幼馴染 美奈(みな)
神様は気まぐれだ。
元旦。
なんてことはない近所の神社の初詣。
だけれども、その年はいつもと違った。
ちょっと神様がやる気を出したのかもしれない。
***
私は美奈。
中学に上がってから幼馴染の隆と距離が開いた。
小学校の頃はよく遊んだのに最近は私の相手をしてくれない。
それは中3の夏。
私の誕生日、隆は来なかった。
『多分行く』と言ってくれたけど来なかった。
後で知ったことだけど、隆は別の女の子、クラスでもやけに発育の良い大人なことをする女の子と仲間数人で遊びに行っていた。
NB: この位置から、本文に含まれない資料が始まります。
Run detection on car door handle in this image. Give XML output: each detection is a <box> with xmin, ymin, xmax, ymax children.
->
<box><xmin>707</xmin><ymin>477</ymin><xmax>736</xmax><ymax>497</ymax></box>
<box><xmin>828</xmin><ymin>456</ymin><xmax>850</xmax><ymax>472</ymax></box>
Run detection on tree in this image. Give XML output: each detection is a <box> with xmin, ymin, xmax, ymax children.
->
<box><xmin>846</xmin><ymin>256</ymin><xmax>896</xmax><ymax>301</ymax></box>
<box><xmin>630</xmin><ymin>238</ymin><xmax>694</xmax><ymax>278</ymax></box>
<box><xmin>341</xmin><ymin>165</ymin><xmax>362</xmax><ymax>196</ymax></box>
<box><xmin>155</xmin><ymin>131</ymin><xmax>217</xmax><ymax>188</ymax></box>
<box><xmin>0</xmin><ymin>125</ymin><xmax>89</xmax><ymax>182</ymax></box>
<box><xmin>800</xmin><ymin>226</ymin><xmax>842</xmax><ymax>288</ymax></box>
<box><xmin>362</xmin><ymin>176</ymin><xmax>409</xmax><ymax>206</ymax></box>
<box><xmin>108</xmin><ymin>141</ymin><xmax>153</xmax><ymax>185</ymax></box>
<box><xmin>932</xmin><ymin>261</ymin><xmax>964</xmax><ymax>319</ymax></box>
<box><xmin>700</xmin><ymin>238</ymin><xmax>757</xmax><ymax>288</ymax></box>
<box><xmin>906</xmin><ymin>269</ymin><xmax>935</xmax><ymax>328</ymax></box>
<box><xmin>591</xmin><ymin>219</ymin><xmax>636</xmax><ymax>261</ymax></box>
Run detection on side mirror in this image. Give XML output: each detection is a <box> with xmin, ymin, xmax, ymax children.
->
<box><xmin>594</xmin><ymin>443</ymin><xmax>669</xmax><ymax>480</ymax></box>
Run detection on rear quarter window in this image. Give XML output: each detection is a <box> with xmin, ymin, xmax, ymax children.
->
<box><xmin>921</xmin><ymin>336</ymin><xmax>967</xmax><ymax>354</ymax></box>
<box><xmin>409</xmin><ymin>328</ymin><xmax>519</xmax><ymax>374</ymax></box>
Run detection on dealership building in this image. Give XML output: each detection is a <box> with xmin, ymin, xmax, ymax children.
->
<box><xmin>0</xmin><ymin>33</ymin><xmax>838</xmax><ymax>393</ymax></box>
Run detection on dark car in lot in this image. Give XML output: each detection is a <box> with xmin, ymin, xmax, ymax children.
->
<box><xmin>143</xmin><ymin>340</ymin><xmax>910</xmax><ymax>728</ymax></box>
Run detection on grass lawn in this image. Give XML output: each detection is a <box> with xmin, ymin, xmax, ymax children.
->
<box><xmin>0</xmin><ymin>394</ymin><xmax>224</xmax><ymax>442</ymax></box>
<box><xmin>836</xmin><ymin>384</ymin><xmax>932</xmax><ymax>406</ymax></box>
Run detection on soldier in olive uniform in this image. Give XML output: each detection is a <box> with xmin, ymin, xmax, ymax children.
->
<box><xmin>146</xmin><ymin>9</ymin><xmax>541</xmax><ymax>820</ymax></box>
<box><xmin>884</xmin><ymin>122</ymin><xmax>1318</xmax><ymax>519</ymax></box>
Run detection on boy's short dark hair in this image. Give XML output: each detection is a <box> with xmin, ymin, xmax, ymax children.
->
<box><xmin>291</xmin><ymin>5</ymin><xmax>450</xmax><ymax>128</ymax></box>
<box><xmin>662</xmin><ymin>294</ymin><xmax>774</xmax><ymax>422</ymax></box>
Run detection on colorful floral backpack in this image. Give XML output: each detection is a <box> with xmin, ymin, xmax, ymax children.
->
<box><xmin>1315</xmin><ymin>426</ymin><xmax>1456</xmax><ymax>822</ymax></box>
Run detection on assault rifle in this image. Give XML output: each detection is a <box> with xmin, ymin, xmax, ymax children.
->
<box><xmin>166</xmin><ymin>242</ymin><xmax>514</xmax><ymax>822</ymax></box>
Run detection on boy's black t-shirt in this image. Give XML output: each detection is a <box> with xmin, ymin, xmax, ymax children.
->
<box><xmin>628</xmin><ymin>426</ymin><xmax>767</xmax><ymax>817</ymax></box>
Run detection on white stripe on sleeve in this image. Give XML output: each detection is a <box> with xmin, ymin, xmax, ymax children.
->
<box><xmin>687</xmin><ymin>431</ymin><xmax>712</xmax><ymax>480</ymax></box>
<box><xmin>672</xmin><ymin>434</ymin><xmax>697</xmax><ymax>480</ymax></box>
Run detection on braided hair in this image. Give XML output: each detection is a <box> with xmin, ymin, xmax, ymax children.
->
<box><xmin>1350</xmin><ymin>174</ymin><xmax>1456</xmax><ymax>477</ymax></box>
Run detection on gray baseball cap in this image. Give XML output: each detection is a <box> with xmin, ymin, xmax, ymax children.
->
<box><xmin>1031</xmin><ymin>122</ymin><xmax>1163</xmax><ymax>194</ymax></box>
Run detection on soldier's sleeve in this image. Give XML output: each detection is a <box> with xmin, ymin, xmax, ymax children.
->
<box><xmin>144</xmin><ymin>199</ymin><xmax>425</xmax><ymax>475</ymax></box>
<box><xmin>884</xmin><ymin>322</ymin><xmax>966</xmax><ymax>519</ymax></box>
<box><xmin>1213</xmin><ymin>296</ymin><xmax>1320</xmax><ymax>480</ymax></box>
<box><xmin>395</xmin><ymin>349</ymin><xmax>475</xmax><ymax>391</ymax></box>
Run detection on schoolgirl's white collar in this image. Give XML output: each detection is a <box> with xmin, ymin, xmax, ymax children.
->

私のことは忘れて。
その子とは2人っきりではなかったけど、私は打ちのめされた。
男の子は胸が大きければいいのね。
私には無い。
その日のうちに隆の家に行ったけれど、当然居ない。
にいに家に入れてもらった。
隆の部屋に入るが私の誕生日プレゼントらしきものは何も無い。少なくとも去年は小さいながらも有った。そして貰った。
年々ランクダウンして今年は無し?
悪いと思ったけれど机を漁る。無い。
どこにもない。
今日私を選ばなかったことで覚悟はしてたけど泣きたかった。
プレゼントは出て来なかったのにヤラしい漫画は出てくる。
こんなのがいいんだ。
本の中ではカラフルな髪で胸囲2メートルの女の子が汗まみれ汁まみれになっている。私じゃ駄目なんだね。
ば っ か じ ゃ な い !
そんな時だった。
隆の部屋でヤラシイ漫画を泣きながら見ている私をにいが慰めてくれた。
とても優しく、とても丁寧に私を慰め、自信を持つように言ってくれる。
「美奈は綺麗だよ」
にいは何度もそう言ってくれた。
優しく座らされたベッドの上でも。
そして隆への想いを卒業した。
そう、失恋でなく卒業だ。
敢えて隆を選ばないことを決断した。後戻り出来ないように道を塞いだ。
にいを愛していた訳じゃない。でも、にいがモテた訳を全身で思い知る。
中3の夏。
真昼のにいの部屋。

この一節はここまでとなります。